Le parole del Ministro Calenda, a margine dell’incontro svoltosi oggi al MISE, sono inaccettabili. Dichiarare che lo stabilimento Ilva di Taranto verrà spento il 9 gennaio 2018, se il Sindaco di Taranto e il Presidente della Regione Michele Emiliano non ritirano il ricorso al TAR, sembrano le parole dell’Amministratore delegato di un’azienda che sta conducendo una vertenza per tutelare i propri interessi economici e non quelle di un Ministro della Repubblica. Il muro contro muro sta diventando una specie di messa in scena fra le parti che rischia di produrre solo un’asta al ribasso nei confronti della tutela del lavoro e della tutela della salute. Siamo stanchi di ripeterlo, ma continueremo a farlo fino a quando il buon senso non torna ad essere alla base dell’attività istituzionale.
Abbiamo chiesto già, in ogni sede, al Presidente Emiliano, di ritirare il ricorso per compattare la Città di Taranto e i lavoratori della fabbrica che devono unirsi intorno a un percorso chiaro verso l’ambientalizzazione dello stabilimento siderurgico di Taranto. La minaccia di spegnimento dell’azienda, arrivata a seguire quella che preannunciava la dipartita degli acquirenti, sempre da parte del Ministro Calenda, fa capire che il rischio di abbassare la guardia sulla tutela dei diritti dei lavoratori e sulle imposizioni riguardanti gli investimenti per rendere compatibili gli impianti con l’ambiente, è concreto.
Non capisco perché il presidente Emiliano continui a prestare il fianco a questo gioco al ribasso che continua a svilire il ruolo stesso delle Istituzioni.

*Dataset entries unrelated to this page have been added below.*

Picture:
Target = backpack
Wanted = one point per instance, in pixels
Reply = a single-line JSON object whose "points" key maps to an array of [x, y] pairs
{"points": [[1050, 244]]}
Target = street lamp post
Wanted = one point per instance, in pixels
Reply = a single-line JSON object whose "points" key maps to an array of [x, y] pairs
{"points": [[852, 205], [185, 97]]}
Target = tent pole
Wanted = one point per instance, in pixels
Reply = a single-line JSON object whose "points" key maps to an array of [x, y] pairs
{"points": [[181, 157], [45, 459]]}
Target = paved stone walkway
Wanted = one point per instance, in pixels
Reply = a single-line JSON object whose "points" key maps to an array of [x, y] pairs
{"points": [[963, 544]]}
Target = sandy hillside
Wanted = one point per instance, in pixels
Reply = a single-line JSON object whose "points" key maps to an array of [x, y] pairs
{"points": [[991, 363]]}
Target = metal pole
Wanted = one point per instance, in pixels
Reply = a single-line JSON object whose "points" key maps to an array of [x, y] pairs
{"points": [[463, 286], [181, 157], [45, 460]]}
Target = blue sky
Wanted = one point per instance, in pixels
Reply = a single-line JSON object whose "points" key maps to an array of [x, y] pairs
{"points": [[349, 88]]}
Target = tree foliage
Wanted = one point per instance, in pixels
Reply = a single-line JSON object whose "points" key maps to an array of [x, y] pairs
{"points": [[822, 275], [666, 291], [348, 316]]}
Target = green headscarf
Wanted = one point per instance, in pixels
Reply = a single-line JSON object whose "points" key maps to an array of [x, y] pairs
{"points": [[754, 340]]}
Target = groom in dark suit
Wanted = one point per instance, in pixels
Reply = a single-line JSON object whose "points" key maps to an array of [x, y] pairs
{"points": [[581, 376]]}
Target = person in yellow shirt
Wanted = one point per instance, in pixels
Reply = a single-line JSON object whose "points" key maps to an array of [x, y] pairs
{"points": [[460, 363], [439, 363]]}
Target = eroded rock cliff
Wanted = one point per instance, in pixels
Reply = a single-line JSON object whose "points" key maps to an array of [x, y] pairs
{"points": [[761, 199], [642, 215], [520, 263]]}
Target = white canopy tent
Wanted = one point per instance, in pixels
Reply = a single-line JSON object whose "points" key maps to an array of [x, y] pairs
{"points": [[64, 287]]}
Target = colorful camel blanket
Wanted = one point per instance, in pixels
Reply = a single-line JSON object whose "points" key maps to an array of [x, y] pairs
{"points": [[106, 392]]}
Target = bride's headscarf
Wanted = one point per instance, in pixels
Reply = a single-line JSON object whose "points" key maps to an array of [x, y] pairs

Calenda, sgombri il campo dalle minacce e riapra la discussione nei contenuti del percorso di ambientalizzazione, consentendo agli Enti locali di far valere le loro istanze a tutela del territorio. Se nessuno dei due, si farà carico di rimettere in discussione la propria posizione, sappiano, entrambi, che i cittadini di Taranto e i lavoratori dell’Ilva, non dimenticheranno facilmente chi, in nome di una presunta battaglia di posizione, avrà danneggiato definitivamente la possibilità di rimettere in campo un percorso di convivenza fra diritto all’ambiente e diritto al lavoro. E, se in una Città come Taranto salta l’equilibrio sociale, non ci sarà nessuna posizione da rivendicare per nessuno dei responsabili di questa situazione.